La notion d’artiste iconographe, que vous développez depuis une dizaine d’années, notamment à travers vos travaux au Centre d’art contemporain la Villa du Parc, s’est imposée dans le champ critique à partir d’un constat précis fondé sur des pratiques de réemploi d’images par les artistes contemporains. Pourriez-vous nous expliquer comment est née cette notion et ce qu’elle définit précisément ?

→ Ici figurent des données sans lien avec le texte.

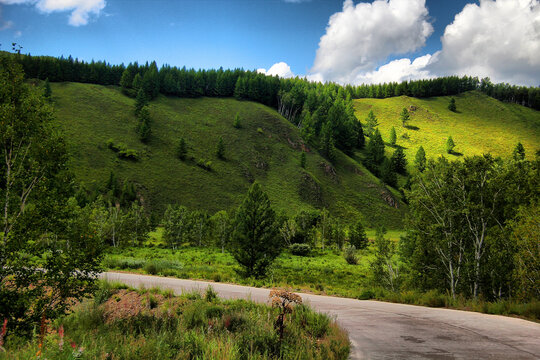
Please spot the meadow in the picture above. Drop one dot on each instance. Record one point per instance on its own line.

Le réemploi d’images existantes couvre un vaste champ de pratiques qui irriguent l’art moderne et contemporain, depuis les avant-gardes avec le photomontage par exemple, jusqu’à l’appropriationnisme aux États-Unis dans les années 1970-1980. Selon les époques et les contextes, certains gestes d’appropriation se généralisent dans les pratiques artistiques, et/ou se cristallisent dans des formats d’œuvres (découpe et collage dans le photomontage, collecte thématique d’images dans l’installation monumentale d’archives, etc.). Au début des années 2000, Aurélien Mole et moi-même avons remarqué qu’une nouvelle génération d’artistes produisait des œuvres dans un geste d’appropriation renouvelé consistant à juxtaposer des images ou créer des séquences d’images de provenances très différentes. Nous avons comparé leurs œuvres aux dessins formés par les constellations, qui rapprochent des étoiles n’ayant aucun rapport astrophysique entre elles. Leur geste de rapprochement était très différent du photomontage [Fig. 1], car les artistes en question, parmi lesquels Céline Duval, Aurélien Froment, Batia Suter, Haris Epaminonda, Sara VanDerBeek, Pierre Leguillon, Luis Jacob, maintenaient l’intégrité matérielle des images – ils ne découpaient pas de documents originaux, uniquement des reproductions – et les choisissaient en portant une attention importante à leur histoire matérielle (contexte de production et de circulation, état du support, etc.). La dénomination d’artiste iconographe s’est imposée en référence à l’utilisation du terme « iconographe », premièrement, dans le milieu professionnel de l’édition (celui qui cherche et sélectionne des images pour l’illustration) et deuxièmement, dans l’histoire de l’art (comme méthode d’analyse et de connaissance des images). Les artistes iconographes recherchent, puis manipulent des images de tous types en traçant de nouvelles généalogies formelles et sémantiques entre elles dans leurs œuvres : ils exploitent leur polysémie et leur potentiel d’évocation historique, dont ils ont une conscience aiguë ; ce sont des « regardeurs » aguerris formés à l’histoire matérielle et culturelle des images.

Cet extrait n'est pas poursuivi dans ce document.